PEANUT-EDAMAME NOODLE SALAD / Plant-Powered Protein
Pasta salads are perfect for picnics and potlucks as they hold up well. The napa cabbage can be replaced with Asian greens, thinly sliced kale, or spinach, and the green onions with sweet or red onions. Vary the colors of peppers, and add other veggies such as grated daikon, shredded red cabbage, or cucumber strips. Replace edamame with baked or smoked tofu. If you like spicy foods, increase the hot sauce.
1/3 cup (85 ml) water
½ cup (125 ml) peanut butter
¼ cup (60 ml) freshly squeezed lime juice
2 tablespoons (30 ml) unseasoned rice vinegar
1½ tablespoons (22 ml) low-sodium or regular tamari or Bragg Liquid Aminos
1 tablespoon (15 ml) grated fresh ginger 2 cloves garlic, minced
1 teaspoon (5 ml) toasted sesame oil
1 teaspoon (5 ml) chili sauce, hot sauce, or sriracha sauce, or pinch cayenne
5 ounces (150 g) dry edamame noodles, soba (buckwheat) noodles, or other noodles1 2/3 cups (375 ml) frozen shelled edamame, peas, or green chickpeas
2 cups (500 ml) thinly sliced napa cabbage (or other greens), packed
2 carrots, shredded or grated
1 red bed pepper, thinly sliced
½ cup (125 ml) chopped fresh cilantro, parsley, or basil (or a combination)

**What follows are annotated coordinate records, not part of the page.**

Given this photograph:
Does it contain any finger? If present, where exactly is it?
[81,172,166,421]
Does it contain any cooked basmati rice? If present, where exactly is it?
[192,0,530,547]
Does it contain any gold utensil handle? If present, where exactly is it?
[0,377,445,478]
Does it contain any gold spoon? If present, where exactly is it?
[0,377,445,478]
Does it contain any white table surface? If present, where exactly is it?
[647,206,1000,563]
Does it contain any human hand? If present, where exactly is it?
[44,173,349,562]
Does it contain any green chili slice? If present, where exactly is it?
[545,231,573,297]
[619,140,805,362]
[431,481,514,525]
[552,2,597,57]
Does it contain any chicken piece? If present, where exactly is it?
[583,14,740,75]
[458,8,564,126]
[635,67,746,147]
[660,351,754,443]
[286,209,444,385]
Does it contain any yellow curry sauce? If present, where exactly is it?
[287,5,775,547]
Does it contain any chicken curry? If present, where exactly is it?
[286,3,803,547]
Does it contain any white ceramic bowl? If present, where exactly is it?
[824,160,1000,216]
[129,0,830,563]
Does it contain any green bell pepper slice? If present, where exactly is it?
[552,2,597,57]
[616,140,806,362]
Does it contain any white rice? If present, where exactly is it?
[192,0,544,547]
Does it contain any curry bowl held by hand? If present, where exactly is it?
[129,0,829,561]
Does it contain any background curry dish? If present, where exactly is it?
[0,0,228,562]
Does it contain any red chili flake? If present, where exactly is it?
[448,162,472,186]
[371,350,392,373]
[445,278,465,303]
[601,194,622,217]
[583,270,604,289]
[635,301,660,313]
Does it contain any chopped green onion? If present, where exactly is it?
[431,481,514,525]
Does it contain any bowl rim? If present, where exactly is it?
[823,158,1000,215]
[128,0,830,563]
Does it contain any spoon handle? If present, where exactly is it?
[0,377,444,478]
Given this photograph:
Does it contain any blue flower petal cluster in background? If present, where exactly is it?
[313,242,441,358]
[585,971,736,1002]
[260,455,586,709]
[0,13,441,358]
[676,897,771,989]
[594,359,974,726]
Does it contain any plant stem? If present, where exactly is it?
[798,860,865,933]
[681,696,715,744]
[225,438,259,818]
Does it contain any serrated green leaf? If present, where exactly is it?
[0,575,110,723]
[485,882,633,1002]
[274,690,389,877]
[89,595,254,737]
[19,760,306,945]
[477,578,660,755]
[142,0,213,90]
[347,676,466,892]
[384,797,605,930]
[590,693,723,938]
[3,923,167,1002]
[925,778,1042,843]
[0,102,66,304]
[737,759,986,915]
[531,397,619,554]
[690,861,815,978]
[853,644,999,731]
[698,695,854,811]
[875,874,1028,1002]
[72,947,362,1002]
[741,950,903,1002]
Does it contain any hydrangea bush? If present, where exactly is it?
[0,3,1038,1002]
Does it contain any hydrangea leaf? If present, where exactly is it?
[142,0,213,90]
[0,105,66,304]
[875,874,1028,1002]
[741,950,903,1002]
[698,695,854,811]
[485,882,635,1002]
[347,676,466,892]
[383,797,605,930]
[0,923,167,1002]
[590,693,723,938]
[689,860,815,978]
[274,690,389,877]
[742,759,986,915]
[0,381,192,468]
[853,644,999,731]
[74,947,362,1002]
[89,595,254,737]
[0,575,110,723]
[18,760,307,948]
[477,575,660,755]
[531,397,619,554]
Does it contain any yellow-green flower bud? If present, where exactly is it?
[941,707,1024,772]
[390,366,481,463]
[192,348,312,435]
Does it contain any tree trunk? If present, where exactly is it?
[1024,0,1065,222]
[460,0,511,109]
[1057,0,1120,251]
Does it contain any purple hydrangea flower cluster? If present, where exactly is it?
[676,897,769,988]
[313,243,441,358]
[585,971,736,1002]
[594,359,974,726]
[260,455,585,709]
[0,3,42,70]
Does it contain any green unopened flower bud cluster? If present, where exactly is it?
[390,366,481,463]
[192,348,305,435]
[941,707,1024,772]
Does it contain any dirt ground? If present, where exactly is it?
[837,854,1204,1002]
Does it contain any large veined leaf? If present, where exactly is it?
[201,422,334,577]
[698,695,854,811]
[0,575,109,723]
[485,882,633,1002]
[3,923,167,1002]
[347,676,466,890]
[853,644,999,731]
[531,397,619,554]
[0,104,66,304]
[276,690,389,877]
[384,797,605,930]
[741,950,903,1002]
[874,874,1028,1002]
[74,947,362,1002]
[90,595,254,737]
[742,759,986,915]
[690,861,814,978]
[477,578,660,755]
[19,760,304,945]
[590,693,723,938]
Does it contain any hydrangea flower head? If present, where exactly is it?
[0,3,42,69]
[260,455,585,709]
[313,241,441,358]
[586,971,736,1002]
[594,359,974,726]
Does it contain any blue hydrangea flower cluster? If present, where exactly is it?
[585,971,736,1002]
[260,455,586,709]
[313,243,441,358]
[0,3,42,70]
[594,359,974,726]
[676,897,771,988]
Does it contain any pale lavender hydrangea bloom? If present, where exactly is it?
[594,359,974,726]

2 green onions, thinly sliced
¼ cup (60 ml) roasted unsalted peanuts, whole or coarsely chopped
To make the peanut dressing, put the water, peanut butter, lime juice, vinegar, tamari, ginger, garlic, sesame oil, and chili sauce in a medium bowl or jar and whisk until smooth.
To make the salad, prepare the noodles and edamame according to package directions. Strain the noodles and rinse with cold water. Drain the edamame and rinse with cold water.
Put the noodles and edamame in a large bowl. Add the Napa cabbage, carrots, red bell pepper, cilantro, and green onions. Pour the dressing on top and gently toss to combine the ingredients. Sprinkle the peanuts on top just before serving.